Anyone up for an ASM coding competition? - Page 27

ross · 16 April 2017, 17:44

Quote:

Originally Posted by paraj

After spending way too much time on this silly project, I think I'm finally done creating odd LZ-variants

And this might actually be useful for situations where larger packers won't fit (I'm telling myself...)

Playing around with various parameters, I've settled on the following word oriented format: 16-bits of control/mode bits (MSB->LSB, 1=literal 0=match). Literals are 16-bit and matches are coded with 11-bits for the offset, 5 bits for length-1. A zero match word signals end of data).
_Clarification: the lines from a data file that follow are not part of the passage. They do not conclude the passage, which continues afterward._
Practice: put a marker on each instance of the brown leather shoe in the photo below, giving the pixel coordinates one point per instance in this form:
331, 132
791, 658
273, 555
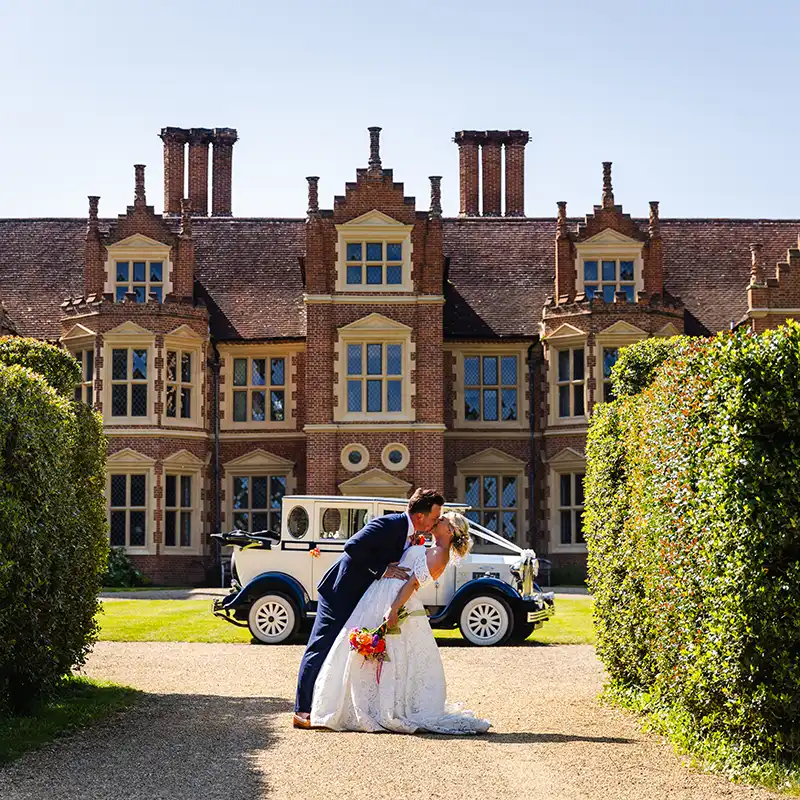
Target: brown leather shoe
301, 722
42-byte inner loop can't quite match the best of Ross', but the extra instructions gave improvements on my test data. Of course adding more instructions gave better results, but this is what I ended up with.

Hi paraj, I too came to the conclusion that 5 bits per length were the best.
Quite good and fast format (for the autoimposed limits) but sure you haven't missed http://eab.abime.net/showpost.php?p=...&postcount=471?

Code:

            1.024 bootblock.bin
              877 bootblock.bin.lz32b
              922 bootblock.bin.wlz.ref
           68.708 copchunky.exe
           49.147 copchunky.exe.lz32b
           51.482 copchunky.exe.wlz.ref
          449.132 simple.bin
           15.893 simple.bin.lz32b
           16.884 simple.bin.wlz.ref
          164.344 twister.exe
           64.063 twister.exe.lz32b
           66.028 twister.exe.wlz.ref

[copchunky.exe (-c11), simple.bin (-c9), other (-c10, default)]
Mixed 8/16bit packed data and 32byte decoder:
http://eab.abime.net/showpost.php?p=...&postcount=480

Bye!
ross

paraj · 16 April 2017, 21:21

Quote:

Originally Posted by ross

Hi paraj, I too came to the conclusion that 5 bits per length were the best.
Quite good and fast format (for the autoimposed limits) but sure you haven't missed http://eab.abime.net/showpost.php?p=...&postcount=471?

Code:

            1.024 bootblock.bin
              877 bootblock.bin.lz32b
              922 bootblock.bin.wlz.ref
           68.708 copchunky.exe
           49.147 copchunky.exe.lz32b
           51.482 copchunky.exe.wlz.ref
          449.132 simple.bin
           15.893 simple.bin.lz32b
           16.884 simple.bin.wlz.ref
          164.344 twister.exe
           64.063 twister.exe.lz32b
           66.028 twister.exe.wlz.ref

[copchunky.exe (-c11), simple.bin (-c9), other (-c10, default)]
Mixed 8/16bit packed data and 32byte decoder:
http://eab.abime.net/showpost.php?p=...&postcount=480

Bye!
ross

No, but I wanted my own creation

And after messing with different lz4 inspired variations I found that I while it was easy to beat your implementation in compression ratio, I just couldn't do it while keeping the byte count down (without imposing too many encoder restrictions). So I ended up scraping it all and doing a fully word-oriented encoder so it would at least have the benefit of being novel

. BTW except for data that compresses poorly (e.g. bootblock.bin) I found that encoding most literal runs just wasn't worth it.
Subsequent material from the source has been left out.